Just wondering how many here prefer yard displays vs. yard haunt walkthroughs? I myself have done both and want to get back into something a bit bigger again. I really do not want any partners or actors to deal with but that limits the size of the whole deal. Just unsure of which direction to go with this deal. Also how many walk throughs here charge admission? 

Thanks


----------



## CerysCrow (Jan 22, 2007)

I really worry about the liability issues of a yard haunt walkthrough, so I stick to a simple yard haunt.


----------



## Sickie Ickie (Jun 20, 2006)

I'll be looking closely at this thread as it really has my interest!

BTW- I think this is my 4000th post?


----------



## Sblanck (Sep 13, 2007)

CerysCrow said:


> I really worry about the liability issues of a yard haunt walkthrough, so I stick to a simple yard haunt.


Well I did it for 4 years I think and no one sued me if I understand it right its the same policy that covers whether they are going through a haunt or just waling in front of your house and fall down.


----------



## CreepyCanmore (Mar 27, 2007)

Off topic, but 4000 posts for Sickie....sweet


----------



## Frighteners Entertainment (Jan 24, 2006)

You'll be fine.
We would bring over 2000 people through for the season.

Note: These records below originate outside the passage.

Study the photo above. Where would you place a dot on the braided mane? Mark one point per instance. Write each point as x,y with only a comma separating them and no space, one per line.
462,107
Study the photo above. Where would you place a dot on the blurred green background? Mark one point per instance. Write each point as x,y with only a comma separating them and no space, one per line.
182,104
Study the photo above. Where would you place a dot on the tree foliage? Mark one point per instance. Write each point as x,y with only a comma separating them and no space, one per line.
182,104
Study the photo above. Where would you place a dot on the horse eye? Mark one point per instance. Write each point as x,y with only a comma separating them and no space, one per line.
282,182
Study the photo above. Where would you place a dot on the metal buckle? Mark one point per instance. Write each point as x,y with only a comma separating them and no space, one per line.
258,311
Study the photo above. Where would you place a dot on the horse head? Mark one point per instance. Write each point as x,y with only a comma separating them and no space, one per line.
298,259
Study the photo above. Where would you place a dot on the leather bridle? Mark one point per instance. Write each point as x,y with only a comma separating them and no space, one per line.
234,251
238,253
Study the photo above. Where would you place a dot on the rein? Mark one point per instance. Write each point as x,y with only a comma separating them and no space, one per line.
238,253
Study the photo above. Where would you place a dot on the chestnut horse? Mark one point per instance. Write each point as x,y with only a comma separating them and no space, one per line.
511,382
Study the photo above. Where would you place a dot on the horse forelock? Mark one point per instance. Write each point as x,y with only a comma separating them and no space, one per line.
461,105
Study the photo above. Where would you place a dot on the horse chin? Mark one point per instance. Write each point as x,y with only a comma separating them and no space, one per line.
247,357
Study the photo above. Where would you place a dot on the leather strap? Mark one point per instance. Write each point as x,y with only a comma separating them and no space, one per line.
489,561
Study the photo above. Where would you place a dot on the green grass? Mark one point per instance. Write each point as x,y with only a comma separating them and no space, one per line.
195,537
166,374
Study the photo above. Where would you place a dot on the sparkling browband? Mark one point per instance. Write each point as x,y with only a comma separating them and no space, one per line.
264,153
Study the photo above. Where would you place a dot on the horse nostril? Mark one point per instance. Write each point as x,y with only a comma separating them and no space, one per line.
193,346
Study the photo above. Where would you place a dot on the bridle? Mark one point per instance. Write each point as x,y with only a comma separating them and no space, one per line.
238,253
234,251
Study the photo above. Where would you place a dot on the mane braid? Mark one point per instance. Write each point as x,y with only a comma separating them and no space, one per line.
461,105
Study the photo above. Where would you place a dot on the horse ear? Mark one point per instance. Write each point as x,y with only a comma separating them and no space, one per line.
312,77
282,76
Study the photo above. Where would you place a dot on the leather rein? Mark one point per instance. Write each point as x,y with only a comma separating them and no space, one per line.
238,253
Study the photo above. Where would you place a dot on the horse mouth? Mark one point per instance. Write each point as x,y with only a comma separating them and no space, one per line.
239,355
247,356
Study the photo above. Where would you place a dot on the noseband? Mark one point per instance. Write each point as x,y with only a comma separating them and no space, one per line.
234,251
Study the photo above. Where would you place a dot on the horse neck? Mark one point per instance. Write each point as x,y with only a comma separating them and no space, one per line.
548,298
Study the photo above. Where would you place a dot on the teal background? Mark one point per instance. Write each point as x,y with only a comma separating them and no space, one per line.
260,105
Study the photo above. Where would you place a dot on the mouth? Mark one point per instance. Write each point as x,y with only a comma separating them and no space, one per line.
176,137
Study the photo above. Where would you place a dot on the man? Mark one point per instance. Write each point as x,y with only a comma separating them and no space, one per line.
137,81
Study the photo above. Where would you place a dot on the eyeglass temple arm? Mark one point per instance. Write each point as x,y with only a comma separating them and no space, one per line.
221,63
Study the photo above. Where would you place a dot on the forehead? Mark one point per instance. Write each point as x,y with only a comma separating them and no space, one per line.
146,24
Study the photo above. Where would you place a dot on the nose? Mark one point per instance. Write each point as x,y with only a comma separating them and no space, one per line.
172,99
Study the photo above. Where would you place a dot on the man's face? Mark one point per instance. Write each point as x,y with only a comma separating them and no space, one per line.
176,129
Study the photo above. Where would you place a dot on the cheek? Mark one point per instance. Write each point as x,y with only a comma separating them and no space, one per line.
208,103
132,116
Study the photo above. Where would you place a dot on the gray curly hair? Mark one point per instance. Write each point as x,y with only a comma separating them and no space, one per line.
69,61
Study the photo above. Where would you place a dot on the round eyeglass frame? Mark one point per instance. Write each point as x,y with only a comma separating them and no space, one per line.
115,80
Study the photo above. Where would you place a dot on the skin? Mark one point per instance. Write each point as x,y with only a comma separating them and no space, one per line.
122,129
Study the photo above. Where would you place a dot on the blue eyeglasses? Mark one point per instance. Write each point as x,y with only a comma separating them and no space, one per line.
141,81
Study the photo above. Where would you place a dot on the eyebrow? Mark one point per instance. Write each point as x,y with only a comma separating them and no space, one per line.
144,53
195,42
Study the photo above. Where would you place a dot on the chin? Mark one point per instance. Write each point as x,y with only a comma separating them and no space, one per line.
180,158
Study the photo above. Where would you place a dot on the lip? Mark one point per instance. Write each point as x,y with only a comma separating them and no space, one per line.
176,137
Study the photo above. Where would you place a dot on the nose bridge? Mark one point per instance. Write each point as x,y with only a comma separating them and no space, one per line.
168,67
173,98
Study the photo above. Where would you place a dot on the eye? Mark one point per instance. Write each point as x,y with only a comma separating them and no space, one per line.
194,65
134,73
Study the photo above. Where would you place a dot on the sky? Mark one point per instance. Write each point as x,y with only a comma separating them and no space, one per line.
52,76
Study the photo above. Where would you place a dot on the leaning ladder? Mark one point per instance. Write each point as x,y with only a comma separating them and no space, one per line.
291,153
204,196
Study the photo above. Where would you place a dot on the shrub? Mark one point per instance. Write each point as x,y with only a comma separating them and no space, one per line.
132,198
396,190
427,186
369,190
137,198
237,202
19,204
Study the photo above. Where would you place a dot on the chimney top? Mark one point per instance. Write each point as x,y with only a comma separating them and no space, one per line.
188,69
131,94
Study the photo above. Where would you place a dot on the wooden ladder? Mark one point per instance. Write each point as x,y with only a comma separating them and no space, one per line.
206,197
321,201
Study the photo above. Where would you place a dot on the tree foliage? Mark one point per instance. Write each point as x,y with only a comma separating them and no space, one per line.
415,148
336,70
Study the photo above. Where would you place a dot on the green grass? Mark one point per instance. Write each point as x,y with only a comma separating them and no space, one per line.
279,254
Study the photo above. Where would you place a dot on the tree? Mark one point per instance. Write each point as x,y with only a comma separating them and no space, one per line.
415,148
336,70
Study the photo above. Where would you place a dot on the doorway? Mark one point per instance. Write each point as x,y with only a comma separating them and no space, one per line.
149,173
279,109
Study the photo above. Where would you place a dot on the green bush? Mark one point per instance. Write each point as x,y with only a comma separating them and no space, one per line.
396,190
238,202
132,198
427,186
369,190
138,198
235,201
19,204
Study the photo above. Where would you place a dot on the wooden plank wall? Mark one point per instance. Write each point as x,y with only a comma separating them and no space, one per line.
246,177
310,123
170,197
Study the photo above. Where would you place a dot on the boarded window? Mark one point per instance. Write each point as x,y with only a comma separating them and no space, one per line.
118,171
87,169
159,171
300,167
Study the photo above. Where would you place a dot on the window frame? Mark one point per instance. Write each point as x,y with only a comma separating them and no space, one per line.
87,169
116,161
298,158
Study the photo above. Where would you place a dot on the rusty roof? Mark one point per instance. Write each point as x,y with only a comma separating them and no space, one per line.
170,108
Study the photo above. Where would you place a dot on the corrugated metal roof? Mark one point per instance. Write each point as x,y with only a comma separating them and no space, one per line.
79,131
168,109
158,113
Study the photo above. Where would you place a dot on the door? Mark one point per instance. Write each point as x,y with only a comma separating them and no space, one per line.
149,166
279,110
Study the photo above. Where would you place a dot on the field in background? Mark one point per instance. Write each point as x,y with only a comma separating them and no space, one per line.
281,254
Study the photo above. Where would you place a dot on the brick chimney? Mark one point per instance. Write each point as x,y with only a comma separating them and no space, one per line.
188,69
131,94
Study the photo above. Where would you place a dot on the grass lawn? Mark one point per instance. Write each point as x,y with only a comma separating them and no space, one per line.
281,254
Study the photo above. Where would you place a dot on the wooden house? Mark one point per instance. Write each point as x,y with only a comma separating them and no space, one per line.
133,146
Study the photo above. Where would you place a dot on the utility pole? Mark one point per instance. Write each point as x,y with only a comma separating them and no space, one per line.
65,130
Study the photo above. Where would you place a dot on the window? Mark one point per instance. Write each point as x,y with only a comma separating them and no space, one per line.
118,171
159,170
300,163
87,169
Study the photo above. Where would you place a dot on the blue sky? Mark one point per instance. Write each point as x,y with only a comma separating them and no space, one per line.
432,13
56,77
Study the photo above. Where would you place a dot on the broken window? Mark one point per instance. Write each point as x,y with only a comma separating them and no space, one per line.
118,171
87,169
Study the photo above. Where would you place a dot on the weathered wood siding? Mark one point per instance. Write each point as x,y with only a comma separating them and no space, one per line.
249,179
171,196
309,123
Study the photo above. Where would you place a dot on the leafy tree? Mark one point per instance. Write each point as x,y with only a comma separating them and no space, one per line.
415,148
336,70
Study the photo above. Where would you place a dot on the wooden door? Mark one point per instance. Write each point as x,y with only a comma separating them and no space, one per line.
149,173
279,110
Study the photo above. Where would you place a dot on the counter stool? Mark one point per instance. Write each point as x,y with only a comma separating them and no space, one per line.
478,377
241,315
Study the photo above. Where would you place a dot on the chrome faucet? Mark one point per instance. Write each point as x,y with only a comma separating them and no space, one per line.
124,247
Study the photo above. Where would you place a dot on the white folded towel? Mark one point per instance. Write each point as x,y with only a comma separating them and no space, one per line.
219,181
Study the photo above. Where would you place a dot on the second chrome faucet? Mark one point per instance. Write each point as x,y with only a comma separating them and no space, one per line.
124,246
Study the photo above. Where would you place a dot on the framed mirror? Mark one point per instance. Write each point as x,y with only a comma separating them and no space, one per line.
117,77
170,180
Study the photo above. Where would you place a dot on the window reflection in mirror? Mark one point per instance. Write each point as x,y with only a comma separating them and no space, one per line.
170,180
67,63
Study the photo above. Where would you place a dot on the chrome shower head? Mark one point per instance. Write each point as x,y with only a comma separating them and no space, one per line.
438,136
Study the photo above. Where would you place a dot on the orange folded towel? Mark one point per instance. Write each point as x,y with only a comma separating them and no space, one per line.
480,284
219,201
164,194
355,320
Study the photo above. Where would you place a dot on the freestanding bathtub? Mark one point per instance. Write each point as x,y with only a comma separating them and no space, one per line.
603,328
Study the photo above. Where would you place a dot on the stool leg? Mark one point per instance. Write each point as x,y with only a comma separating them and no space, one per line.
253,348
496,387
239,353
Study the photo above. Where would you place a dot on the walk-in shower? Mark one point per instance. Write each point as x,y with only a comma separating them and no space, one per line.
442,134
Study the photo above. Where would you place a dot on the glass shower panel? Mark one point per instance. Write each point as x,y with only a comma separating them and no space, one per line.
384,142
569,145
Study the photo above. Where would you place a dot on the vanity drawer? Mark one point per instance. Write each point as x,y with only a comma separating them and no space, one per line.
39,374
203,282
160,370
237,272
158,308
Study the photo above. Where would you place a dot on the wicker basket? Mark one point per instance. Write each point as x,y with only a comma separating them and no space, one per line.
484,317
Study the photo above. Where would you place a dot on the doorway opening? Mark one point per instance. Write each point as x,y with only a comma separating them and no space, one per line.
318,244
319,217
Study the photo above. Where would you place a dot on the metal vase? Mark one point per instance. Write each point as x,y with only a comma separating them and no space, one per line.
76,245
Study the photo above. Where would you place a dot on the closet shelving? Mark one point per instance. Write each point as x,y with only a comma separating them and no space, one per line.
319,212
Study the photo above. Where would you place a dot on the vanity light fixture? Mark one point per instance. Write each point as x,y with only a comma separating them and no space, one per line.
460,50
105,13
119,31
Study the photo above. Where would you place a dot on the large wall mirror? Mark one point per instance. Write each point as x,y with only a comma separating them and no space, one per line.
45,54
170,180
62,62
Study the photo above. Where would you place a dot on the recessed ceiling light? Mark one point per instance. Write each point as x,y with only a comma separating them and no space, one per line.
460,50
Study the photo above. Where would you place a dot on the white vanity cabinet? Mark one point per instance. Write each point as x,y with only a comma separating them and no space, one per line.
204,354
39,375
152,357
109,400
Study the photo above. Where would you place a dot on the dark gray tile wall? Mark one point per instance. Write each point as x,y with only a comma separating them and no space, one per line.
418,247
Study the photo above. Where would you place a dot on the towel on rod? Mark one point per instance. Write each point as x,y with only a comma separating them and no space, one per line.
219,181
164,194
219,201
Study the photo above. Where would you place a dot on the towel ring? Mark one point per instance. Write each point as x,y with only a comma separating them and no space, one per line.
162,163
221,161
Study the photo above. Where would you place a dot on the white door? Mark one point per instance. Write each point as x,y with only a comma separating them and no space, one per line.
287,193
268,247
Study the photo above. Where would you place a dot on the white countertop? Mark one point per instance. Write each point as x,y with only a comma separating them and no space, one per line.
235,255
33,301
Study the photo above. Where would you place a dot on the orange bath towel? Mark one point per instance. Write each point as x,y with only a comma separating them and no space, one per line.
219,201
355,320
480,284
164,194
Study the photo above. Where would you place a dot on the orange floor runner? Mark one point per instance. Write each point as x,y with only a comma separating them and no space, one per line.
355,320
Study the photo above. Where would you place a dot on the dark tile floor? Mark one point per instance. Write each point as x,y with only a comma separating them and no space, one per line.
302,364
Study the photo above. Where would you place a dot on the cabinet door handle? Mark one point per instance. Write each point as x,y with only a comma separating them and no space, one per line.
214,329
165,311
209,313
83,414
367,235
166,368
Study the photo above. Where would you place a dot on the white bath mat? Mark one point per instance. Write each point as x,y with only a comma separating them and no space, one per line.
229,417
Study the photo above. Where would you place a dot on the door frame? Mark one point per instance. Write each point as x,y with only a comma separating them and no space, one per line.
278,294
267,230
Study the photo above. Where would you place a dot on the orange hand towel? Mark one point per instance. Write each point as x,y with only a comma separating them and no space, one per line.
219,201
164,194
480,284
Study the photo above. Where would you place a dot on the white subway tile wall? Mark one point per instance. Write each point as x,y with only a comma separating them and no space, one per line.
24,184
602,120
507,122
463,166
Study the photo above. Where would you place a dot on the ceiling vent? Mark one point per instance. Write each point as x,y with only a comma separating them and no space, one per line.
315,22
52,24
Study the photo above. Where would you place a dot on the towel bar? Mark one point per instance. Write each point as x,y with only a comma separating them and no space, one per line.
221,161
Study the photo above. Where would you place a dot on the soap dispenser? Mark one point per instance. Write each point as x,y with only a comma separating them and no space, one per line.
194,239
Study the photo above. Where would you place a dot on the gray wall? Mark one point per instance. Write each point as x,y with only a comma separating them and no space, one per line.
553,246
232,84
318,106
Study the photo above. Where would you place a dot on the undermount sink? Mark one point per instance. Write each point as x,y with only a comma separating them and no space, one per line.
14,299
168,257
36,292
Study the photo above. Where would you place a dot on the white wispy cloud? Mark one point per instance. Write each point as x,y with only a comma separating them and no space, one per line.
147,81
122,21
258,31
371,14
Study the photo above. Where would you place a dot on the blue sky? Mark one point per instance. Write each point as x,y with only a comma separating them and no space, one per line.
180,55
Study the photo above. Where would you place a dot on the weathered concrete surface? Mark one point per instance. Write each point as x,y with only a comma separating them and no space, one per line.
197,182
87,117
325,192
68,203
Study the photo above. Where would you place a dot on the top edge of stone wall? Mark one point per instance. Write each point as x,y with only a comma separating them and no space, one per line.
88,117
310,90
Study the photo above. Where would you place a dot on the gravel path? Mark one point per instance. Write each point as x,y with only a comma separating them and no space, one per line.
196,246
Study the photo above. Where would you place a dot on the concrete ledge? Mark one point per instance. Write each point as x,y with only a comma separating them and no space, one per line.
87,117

Now my wife will tell you different, she worries more about what could happen! lol
As long as you don't charge, everything should be just fine.


----------



## Northern Touch (Nov 8, 2006)

I agree if U don't charge everything will be all good...I have been doing a yard display for 10 years at my MoM/DaD's and also a large Haunt for the last 7 and haven't had a problem...just do both I now do a yard dispaly at my house and at my MoM/DaD's because we still do the haunt there the whole city knows about it...lol I have 2o min wait line thats why I'm going have entertainment for them this year...


----------